I was 45 by the time my last one started school...and so what? Que sera sera..

And Yes, you're right, it's really silly

AlliWantIsARoomSomewheeeere · 23/05/2026 14:17

I was 39 & 41 when my 2 started reception.
Now 44. I always take it as a compliment when the mums are shocked I am 10 years or so older than them!
Don't be embarrassed.
I have a friend who is forty and her littlest is still in nursery, it's not that big a deal these days.
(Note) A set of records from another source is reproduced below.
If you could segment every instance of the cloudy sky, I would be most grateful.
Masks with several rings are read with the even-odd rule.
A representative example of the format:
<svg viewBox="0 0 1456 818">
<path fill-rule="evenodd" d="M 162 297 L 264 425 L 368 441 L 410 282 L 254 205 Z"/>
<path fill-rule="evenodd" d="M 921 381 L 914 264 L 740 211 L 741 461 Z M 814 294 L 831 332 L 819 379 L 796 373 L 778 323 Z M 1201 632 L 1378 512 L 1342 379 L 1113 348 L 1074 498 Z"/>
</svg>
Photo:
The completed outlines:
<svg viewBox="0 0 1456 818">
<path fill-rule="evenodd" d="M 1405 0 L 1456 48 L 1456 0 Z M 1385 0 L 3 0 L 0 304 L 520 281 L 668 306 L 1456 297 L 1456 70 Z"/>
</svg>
Manthide · 23/05/2026 14:17

I remember being a bit nervous taking my youngest dd to school for the first time. I was 46, when she was 4. I started speaking to another mother and she was 50. Later on another girl started the school and her mum was also a few years older than me. So you're hardly old! Dd2 is currently expecting dc2 and she'll be 35 when he's born and she doesn't think anything of it.

Wags · 23/05/2026 14:18

Please don’t be. I was 41 & 43 when I had my children so was mid 40’s when they started school. One of my best friends is a young Mum. I’m the same age as her Mum. She actually sometimes felt that she stuck out because she was a young Mum. My friendship group was more based on how we got on and of course the kids did too. They are now 21 & 23 and we still socialise together, have mini breaks including the ‘kids’ and my ‘young’ friend is my neighbour now. Try and enjoy, whatever the age gap.

TinyMouseTheatre · 23/05/2026 14:25

I was the same, almost by the year. Some of my best friends are well over a decade younger. I’m not sure why you’re so bothered by it?